Sonntagabend, Ende Mai 2026. Ich sitze auf dem Dielenboden meiner Küche in Neuhausen, der Rücken lehnt am kalten Kühlschrank. Draußen vor dem Fenster wird es langsam dunkel, und der Verkehr auf der Nymphenburger Straße klingt nur noch wie ein fernes Rauschen. Neben mir steht eine Tasse Pfefferminztee, die ich vor einer Stunde aufgebrüht habe – sie ist inzwischen eiskalt und schmeckt nach gar nichts mehr. Aber ich brauche diesen Moment gerade, dieses Starren auf die Zahlen in meinem Notizbuch.
Bevor ich euch die nackte Wahrheit über mein Konto zeige: Ein kurzer Hinweis.
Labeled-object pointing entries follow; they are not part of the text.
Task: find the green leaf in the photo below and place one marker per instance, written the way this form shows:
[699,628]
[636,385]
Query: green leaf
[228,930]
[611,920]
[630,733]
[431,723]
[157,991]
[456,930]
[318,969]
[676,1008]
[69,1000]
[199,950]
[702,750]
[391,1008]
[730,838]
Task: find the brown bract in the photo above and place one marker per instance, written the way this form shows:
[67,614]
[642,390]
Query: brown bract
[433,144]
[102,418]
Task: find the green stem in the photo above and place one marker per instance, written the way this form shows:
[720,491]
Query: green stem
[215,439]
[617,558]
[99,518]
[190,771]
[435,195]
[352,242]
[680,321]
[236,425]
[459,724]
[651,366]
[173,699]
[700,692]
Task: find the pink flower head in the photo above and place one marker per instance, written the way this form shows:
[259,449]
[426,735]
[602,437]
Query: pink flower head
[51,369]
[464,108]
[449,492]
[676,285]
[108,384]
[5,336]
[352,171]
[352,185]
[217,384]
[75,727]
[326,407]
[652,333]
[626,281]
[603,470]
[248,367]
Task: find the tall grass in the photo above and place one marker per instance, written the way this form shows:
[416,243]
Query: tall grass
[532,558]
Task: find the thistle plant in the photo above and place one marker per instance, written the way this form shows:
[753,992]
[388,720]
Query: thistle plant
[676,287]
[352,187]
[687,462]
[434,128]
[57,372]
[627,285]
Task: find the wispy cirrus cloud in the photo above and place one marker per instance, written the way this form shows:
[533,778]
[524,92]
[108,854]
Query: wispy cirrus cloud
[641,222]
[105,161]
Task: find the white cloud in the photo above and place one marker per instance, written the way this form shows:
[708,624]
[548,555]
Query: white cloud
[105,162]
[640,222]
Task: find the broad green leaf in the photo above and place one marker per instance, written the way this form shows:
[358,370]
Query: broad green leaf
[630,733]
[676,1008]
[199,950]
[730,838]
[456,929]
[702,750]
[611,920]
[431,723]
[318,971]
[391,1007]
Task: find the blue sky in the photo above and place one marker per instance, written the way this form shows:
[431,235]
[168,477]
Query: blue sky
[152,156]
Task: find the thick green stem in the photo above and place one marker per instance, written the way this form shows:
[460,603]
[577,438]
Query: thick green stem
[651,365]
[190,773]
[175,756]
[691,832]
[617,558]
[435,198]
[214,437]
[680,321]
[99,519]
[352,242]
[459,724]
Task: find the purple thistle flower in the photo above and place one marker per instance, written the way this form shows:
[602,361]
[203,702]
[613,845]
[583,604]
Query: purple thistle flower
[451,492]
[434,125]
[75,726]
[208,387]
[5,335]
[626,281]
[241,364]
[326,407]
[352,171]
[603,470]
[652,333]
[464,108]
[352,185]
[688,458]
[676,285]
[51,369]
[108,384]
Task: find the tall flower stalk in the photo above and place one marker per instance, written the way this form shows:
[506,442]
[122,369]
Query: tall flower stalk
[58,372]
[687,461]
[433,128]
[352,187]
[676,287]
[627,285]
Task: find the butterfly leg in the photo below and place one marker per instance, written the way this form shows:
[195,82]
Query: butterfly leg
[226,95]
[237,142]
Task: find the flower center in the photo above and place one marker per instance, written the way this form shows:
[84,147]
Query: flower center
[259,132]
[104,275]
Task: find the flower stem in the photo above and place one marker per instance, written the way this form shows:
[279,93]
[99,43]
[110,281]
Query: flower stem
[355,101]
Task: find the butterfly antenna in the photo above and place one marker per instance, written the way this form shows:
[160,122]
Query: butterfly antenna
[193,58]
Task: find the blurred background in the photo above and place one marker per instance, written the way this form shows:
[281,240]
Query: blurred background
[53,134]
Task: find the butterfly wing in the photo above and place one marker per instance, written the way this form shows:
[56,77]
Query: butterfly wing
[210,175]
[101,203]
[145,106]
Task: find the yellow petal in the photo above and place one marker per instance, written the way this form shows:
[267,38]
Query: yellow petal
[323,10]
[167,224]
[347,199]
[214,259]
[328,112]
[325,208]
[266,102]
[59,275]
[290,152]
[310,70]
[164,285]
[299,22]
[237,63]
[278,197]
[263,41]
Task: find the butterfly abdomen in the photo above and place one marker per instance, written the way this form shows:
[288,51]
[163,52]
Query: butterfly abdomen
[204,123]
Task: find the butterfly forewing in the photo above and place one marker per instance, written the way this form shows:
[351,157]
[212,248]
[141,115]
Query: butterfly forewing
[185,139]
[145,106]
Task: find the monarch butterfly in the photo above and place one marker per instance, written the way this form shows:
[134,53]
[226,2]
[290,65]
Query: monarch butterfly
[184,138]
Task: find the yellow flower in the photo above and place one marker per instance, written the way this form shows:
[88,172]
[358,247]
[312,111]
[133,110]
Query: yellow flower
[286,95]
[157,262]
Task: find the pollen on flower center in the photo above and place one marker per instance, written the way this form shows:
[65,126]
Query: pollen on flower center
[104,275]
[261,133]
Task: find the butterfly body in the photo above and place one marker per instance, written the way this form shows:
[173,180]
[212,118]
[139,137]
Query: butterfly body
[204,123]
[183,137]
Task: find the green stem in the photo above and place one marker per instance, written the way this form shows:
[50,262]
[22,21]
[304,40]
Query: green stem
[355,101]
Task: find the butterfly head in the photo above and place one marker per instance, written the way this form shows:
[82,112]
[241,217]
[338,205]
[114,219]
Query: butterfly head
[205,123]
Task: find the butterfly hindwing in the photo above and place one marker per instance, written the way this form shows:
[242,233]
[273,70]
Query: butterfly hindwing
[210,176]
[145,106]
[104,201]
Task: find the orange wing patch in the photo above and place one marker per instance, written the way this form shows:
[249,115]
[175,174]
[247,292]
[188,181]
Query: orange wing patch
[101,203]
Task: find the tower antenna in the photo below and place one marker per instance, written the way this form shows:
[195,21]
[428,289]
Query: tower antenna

In diesem Tagebuch teile ich meine ehrlichen Erfahrungen und die Workbooks, die ich selbst für meine Vorbereitung nutze. Wenn du über die Links in diesem Text etwas kaufst, erhalte ich eine Provision, ohne dass für dich zusätzliche Kosten entstehen. Ich empfehle nur, was wirklich auf meinem Küchenboden liegt und mir hilft, den Kopf über Wasser zu halten. Dieses Tagebuch ist natürlich keine Rechtsberatung und keine Suchttherapie – ich habe keine therapeutische Ausbildung und bin keine Anwältin. Wenn es bei dir brennt, geh bitte zu einem Fachanwalt für Verkehrsrecht oder zur Suchtberatung. Meine vollständige Offenlegung findest du auf der Über-mich-Seite.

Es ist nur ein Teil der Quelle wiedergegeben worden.